Our earliest lessons about love, rivalry, and belonging don’t come from friends or partners—they come from our siblings and shape who we become. Siblings are our first peer-love relationship, the ones who teach us how to fight and forgive, how to compete and connect, how to be seen and unseen. As Dr. Karen Gail Lewis explains, siblings share a “living-together, peer relationship,” much like a first marriage—complete with its joys, squabbles, and lifelong impressions.
In therapy, we talk a lot about the here-and-now—how old patterns resurface in the present moment, often outside of our awareness. The sibling bond is one of the deepest sources of these patterns.

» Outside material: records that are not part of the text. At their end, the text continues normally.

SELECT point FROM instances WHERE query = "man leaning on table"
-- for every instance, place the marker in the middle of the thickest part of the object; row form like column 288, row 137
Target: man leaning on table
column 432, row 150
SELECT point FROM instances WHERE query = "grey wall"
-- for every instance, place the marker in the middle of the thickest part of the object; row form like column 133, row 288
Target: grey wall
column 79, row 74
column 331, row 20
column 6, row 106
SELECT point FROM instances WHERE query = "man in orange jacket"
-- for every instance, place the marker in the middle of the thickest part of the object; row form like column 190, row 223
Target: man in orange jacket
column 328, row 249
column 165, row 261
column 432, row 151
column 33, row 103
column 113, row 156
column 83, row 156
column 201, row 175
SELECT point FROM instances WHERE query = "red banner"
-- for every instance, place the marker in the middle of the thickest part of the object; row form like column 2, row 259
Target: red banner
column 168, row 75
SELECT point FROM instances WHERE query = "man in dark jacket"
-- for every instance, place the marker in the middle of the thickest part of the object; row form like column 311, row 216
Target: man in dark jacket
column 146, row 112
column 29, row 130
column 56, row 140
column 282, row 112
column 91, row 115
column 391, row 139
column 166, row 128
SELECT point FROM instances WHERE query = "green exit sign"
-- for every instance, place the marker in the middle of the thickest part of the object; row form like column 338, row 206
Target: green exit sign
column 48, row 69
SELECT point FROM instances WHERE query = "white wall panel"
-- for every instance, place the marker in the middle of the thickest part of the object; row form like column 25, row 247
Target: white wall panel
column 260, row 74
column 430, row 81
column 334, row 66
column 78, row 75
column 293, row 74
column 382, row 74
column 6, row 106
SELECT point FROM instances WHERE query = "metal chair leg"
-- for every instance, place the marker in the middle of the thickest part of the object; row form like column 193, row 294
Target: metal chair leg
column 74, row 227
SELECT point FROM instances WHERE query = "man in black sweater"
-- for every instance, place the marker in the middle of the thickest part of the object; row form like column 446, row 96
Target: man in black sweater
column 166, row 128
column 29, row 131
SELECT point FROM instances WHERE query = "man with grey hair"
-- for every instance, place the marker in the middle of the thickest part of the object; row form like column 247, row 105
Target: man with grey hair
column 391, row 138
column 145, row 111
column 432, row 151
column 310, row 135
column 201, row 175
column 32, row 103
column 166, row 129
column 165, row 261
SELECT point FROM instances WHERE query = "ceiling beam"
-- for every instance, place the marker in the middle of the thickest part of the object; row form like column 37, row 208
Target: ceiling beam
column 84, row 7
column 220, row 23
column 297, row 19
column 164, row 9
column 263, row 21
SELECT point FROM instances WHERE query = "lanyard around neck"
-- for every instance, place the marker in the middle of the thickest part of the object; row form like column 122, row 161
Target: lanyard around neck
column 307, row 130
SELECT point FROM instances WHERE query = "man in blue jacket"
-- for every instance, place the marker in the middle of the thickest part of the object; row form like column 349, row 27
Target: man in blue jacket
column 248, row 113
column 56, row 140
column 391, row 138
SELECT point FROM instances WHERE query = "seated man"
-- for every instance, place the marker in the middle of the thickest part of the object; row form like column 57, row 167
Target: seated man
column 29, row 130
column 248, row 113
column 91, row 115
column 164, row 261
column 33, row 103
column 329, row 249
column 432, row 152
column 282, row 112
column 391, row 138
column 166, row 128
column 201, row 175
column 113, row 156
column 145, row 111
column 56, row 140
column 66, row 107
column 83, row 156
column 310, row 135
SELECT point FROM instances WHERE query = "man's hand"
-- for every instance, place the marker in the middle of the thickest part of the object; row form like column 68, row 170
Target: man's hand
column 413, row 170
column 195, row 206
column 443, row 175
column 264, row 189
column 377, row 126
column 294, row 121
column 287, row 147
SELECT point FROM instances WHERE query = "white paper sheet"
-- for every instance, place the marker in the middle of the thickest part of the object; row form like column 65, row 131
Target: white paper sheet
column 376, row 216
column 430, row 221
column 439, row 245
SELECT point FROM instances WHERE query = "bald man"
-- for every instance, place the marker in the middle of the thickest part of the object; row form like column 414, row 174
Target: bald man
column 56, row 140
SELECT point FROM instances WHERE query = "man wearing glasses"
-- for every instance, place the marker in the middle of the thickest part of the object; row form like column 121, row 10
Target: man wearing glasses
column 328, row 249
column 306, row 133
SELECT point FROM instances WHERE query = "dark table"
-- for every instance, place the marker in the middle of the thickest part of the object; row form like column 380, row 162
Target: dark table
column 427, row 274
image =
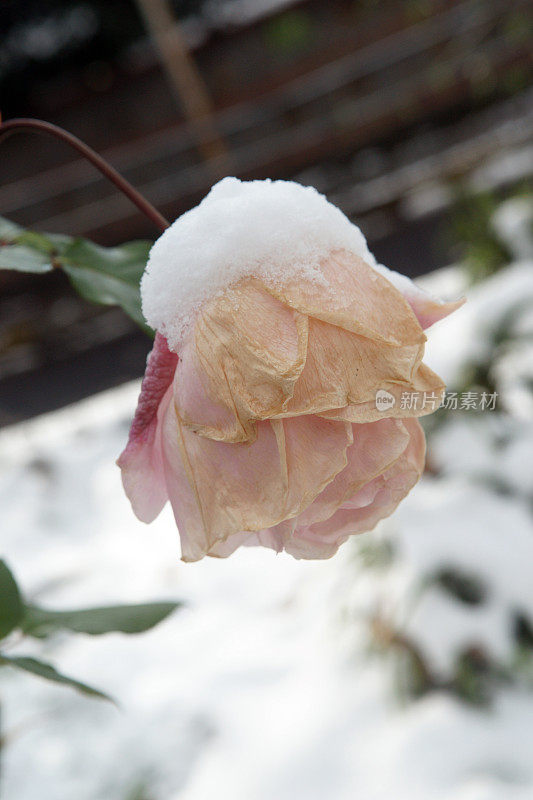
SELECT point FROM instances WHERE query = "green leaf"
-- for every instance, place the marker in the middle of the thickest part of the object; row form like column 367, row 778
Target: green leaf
column 11, row 605
column 9, row 230
column 49, row 673
column 40, row 622
column 23, row 259
column 104, row 275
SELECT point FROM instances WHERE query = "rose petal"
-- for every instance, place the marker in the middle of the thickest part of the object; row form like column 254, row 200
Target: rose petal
column 428, row 309
column 355, row 297
column 376, row 447
column 344, row 369
column 241, row 363
column 416, row 398
column 141, row 461
column 218, row 489
column 322, row 539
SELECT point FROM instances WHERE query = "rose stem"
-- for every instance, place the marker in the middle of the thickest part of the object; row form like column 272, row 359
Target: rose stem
column 39, row 126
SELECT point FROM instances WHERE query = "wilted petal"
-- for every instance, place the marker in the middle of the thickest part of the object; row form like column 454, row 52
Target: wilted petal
column 422, row 395
column 355, row 297
column 367, row 507
column 428, row 309
column 141, row 461
column 376, row 447
column 241, row 363
column 345, row 369
column 218, row 489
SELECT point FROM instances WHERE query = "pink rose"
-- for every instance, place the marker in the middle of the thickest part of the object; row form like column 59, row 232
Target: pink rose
column 265, row 430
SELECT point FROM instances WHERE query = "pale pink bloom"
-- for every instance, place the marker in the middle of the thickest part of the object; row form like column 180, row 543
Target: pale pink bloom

Dr. Karen Gail Lewis describes how childhood impressions of siblings can become “frozen images.” These ghosts—moments when we felt left out, overshadowed, or adored—linger in our inner world. In our adult lives, they often silently shape how we react to peers, partners, and our kids: feeling dismissed when someone interrupts, jealous when attention shifts, or relieved when we find an ally.
In short: sibling relationships are our first training ground for intimacy. They shape how we show up with ourselves, and in groups, families, partnerships, and communities. Sibling therapy helps us revisit those early patterns, not to erase them, but to loosen their hold and allow us to create new, more flexible ways of relating in the present.